Artigos - 15/02/2018

Carnis Levale

Pesquisadores acreditam que a palavra Carnaval tenha origem no latim carnis levale, que significa “retirar a carne”. Aproveitando uma das festividades mais representativas da cultura brasileira, abordamos mudanças recentes que levaram a inovações no consumo de carnes e análogos.

E chegou o Carnaval! Juramos que a festa nasceu no Brasil, afinal, somos a melhor manifestação dela. Mas a origem do carnaval, sem data precisa, pode remontar a 500 A.C. A comemoração se dava pelo fato de ser a última data possível para consumo de carnes antes de um longo período de jejum, que serviria como uma espécie de purificação do corpo e da alma.

Os tempos mudaram, e a festa religiosa se tornou uma festa de abrangência popular, representada por muita alegria e opulência em diversas formas. A essência da festa, o antigo jejum de carnes 40 dias após o Carnaval, hoje é praticado por poucos. Porém, resgatando um pouco da história, permitam-nos a brincadeira de carnaval para voltarmos ao assunto, abordando tendências atuais no que diz respeito ao consumo de carnes.

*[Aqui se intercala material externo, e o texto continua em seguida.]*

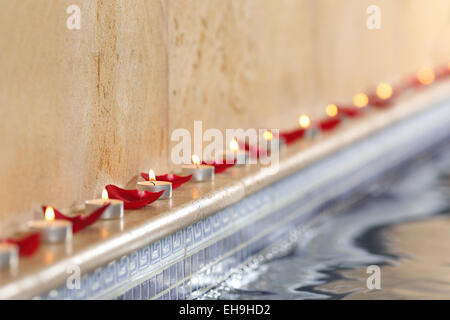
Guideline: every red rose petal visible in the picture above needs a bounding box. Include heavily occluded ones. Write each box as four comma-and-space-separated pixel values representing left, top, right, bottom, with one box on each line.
5, 233, 41, 257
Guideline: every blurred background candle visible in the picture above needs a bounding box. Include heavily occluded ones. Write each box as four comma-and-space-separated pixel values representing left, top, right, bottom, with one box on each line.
29, 207, 72, 243
223, 139, 249, 166
137, 169, 172, 200
258, 130, 285, 152
0, 242, 19, 269
85, 189, 123, 220
183, 154, 214, 182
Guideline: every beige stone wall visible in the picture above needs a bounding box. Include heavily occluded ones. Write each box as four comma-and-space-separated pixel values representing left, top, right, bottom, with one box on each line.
0, 0, 450, 235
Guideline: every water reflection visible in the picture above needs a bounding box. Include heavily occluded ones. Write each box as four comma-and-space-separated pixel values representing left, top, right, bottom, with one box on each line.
204, 147, 450, 299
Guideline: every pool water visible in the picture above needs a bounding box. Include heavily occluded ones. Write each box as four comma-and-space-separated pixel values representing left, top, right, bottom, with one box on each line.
201, 145, 450, 299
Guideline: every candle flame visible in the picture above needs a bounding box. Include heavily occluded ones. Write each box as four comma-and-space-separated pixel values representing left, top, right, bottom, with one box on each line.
417, 68, 435, 85
263, 130, 273, 141
377, 82, 392, 100
230, 139, 239, 152
148, 169, 156, 181
102, 189, 109, 200
44, 207, 55, 221
298, 114, 311, 129
353, 93, 369, 108
325, 104, 339, 118
192, 154, 200, 166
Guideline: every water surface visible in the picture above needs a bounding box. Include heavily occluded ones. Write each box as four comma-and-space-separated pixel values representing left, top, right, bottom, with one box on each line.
202, 147, 450, 299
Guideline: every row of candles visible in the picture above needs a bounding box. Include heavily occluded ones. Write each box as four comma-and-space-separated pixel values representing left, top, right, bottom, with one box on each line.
0, 63, 450, 269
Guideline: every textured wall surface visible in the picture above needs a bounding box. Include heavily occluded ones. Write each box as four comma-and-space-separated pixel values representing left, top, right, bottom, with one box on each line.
0, 0, 450, 236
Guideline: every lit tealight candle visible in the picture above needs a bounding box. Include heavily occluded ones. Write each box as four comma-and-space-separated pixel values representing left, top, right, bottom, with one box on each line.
377, 82, 392, 100
85, 189, 123, 220
183, 154, 214, 182
259, 130, 285, 151
416, 68, 435, 86
353, 93, 369, 108
29, 207, 72, 243
325, 104, 339, 118
298, 114, 311, 129
223, 139, 249, 166
137, 169, 172, 200
0, 242, 19, 269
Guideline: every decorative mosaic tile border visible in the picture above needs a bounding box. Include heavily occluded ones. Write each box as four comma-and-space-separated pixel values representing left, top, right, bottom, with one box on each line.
36, 101, 450, 299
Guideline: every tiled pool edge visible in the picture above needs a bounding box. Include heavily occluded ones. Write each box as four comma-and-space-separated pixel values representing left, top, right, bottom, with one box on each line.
36, 100, 450, 299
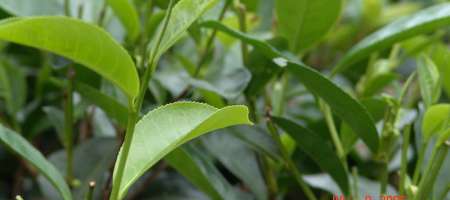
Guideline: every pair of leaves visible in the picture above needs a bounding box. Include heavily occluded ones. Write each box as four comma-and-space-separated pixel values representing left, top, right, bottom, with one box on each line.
116, 102, 251, 199
332, 3, 450, 74
0, 17, 139, 99
201, 21, 379, 152
273, 117, 350, 194
0, 125, 72, 200
275, 0, 342, 52
417, 55, 441, 108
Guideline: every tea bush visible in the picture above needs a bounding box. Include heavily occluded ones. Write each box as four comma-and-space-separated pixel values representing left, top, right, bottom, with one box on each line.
0, 0, 450, 200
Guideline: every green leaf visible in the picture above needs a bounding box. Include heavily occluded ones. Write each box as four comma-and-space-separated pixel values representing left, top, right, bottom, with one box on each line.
430, 44, 450, 97
287, 62, 379, 153
116, 102, 252, 199
74, 81, 128, 127
38, 138, 118, 200
333, 3, 450, 74
164, 144, 239, 200
273, 117, 350, 194
149, 0, 218, 66
201, 21, 379, 152
417, 55, 441, 108
422, 104, 450, 142
0, 0, 64, 16
0, 59, 27, 116
275, 0, 342, 52
0, 16, 139, 99
202, 130, 267, 200
0, 125, 72, 200
107, 0, 140, 41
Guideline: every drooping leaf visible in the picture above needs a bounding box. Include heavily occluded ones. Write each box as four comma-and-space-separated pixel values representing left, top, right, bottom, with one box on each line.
0, 59, 27, 118
333, 3, 450, 74
149, 0, 218, 69
107, 0, 140, 41
38, 138, 118, 200
273, 117, 350, 194
417, 55, 441, 108
201, 21, 379, 152
115, 102, 251, 198
422, 104, 450, 141
0, 16, 139, 98
275, 0, 342, 52
0, 0, 64, 16
0, 125, 72, 200
202, 130, 267, 200
287, 62, 379, 153
164, 144, 241, 200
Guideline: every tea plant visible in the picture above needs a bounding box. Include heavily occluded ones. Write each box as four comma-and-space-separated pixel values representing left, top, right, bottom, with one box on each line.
0, 0, 450, 200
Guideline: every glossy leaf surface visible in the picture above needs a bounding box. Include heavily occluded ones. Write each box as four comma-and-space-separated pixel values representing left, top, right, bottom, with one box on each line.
0, 125, 72, 200
0, 16, 139, 98
273, 117, 350, 194
333, 3, 450, 74
149, 0, 218, 68
202, 21, 379, 152
116, 102, 251, 197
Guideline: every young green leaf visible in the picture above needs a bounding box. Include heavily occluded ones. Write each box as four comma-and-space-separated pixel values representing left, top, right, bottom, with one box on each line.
0, 16, 139, 98
107, 0, 140, 41
332, 3, 450, 74
149, 0, 218, 66
275, 0, 342, 52
417, 55, 441, 108
201, 21, 379, 152
112, 102, 252, 199
287, 62, 379, 153
422, 104, 450, 141
0, 125, 72, 200
164, 144, 239, 200
273, 117, 350, 194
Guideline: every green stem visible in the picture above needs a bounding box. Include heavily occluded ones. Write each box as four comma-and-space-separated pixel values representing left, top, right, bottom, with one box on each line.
64, 67, 75, 184
64, 0, 71, 17
110, 101, 138, 200
413, 141, 429, 185
437, 184, 450, 200
415, 141, 450, 200
266, 116, 317, 200
193, 0, 231, 78
352, 167, 359, 199
236, 0, 248, 65
110, 0, 173, 200
399, 125, 411, 195
319, 99, 347, 170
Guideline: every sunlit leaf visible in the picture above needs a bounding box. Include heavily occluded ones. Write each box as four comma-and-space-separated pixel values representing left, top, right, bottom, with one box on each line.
0, 16, 139, 98
114, 102, 251, 198
149, 0, 218, 69
422, 104, 450, 141
333, 3, 450, 74
202, 21, 379, 152
273, 117, 350, 194
275, 0, 342, 52
0, 125, 72, 200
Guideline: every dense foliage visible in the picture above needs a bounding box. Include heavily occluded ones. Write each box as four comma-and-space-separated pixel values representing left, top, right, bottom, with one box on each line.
0, 0, 450, 200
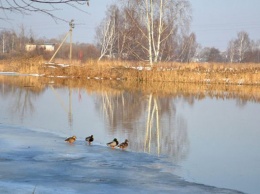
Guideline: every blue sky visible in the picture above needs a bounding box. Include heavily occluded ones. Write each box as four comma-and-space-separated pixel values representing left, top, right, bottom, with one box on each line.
0, 0, 260, 50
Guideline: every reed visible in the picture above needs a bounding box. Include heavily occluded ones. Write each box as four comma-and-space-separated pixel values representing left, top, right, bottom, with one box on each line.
0, 57, 260, 85
0, 76, 260, 103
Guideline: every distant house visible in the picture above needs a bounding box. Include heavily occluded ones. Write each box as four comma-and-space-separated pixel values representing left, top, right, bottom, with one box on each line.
25, 43, 55, 51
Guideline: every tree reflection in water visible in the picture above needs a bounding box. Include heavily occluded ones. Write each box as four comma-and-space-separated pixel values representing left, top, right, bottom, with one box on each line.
96, 91, 189, 161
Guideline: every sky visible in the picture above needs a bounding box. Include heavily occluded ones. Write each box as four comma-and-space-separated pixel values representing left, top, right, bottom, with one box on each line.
0, 0, 260, 50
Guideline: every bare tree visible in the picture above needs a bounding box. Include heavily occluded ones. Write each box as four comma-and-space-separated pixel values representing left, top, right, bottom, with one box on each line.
125, 0, 190, 66
235, 31, 250, 63
227, 40, 236, 63
0, 0, 89, 21
97, 5, 119, 60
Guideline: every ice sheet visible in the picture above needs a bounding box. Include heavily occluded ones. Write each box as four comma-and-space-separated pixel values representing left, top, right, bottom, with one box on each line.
0, 125, 244, 194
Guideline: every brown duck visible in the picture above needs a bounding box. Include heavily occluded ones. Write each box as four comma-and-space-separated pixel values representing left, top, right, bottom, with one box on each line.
85, 135, 94, 145
65, 136, 77, 143
107, 138, 118, 148
118, 139, 128, 149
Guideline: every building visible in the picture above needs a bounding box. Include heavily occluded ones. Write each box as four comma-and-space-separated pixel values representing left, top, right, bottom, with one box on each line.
25, 43, 55, 51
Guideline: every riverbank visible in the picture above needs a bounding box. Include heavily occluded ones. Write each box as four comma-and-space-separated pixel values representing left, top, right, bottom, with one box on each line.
0, 56, 260, 85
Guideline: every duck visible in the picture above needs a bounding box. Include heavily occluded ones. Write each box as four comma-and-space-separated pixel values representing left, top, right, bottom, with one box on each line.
107, 138, 118, 148
118, 139, 128, 150
65, 135, 77, 143
85, 135, 94, 145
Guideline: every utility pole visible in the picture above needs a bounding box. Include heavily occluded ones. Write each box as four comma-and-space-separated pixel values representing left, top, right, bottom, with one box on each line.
70, 20, 75, 65
3, 33, 5, 53
48, 20, 75, 65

Um estudo realizado pelo Datafolha em 2017 aponta que 63% dos brasileiros querem reduzir o consumo de carnes. Seja por argumentos ambientais, alegações de saúde relacionadas à nutrição ou qualidade de vida, o consumo de carne vem gerando oportunidades. No segmento de análogos, há possibilidade de ampliar o público substituindo as bases alergênicas, além de melhorar o sabor e conquistar o consumidor flexitariano. Mesmo no próprio segmento de cárneos, há uma demanda entre o público consumidor no que diz respeito ao uso de conservantes naturais ou produtos processados a partir de rebanhos com tratamentos considerados menos nocivos aos animais e aos consumidores. Há bastante movimentação da Indústria para atender estes apelos, o que tende a aumentar nos próximos anos.

 Flexitarianos

O crescimento de consumidores que ocasionalmente deixam de consumir produtos cárneos, os chamados “flexitarianos” tem alavancado as vendas de produtos vegetarianos.

A Innova aponta que houve crescimento médio anual de 24% em lançamentos globais de substitutos cárneos. Os alemães são pioneiros entre os flexitarianos, onde 69% dos consumidores alegam ter, pelo menos uma vez na semana, uma refeição sem produtos cárneos. Com a intenção de criar análogos cárneos com textura e perfil nutricional semelhante as carnes, novas alternativas proteicas vêm surgindo. Segundo a mesma pesquisa, as proteínas mais utilizadas em análogos cárneos são de fontes como trigo, soja e ervilha. Contudo, a procura por fontes não-alergênicas e menor residual está em alta, transferindo a demanda por inovações para os fornecedores de ingredientes e soluções.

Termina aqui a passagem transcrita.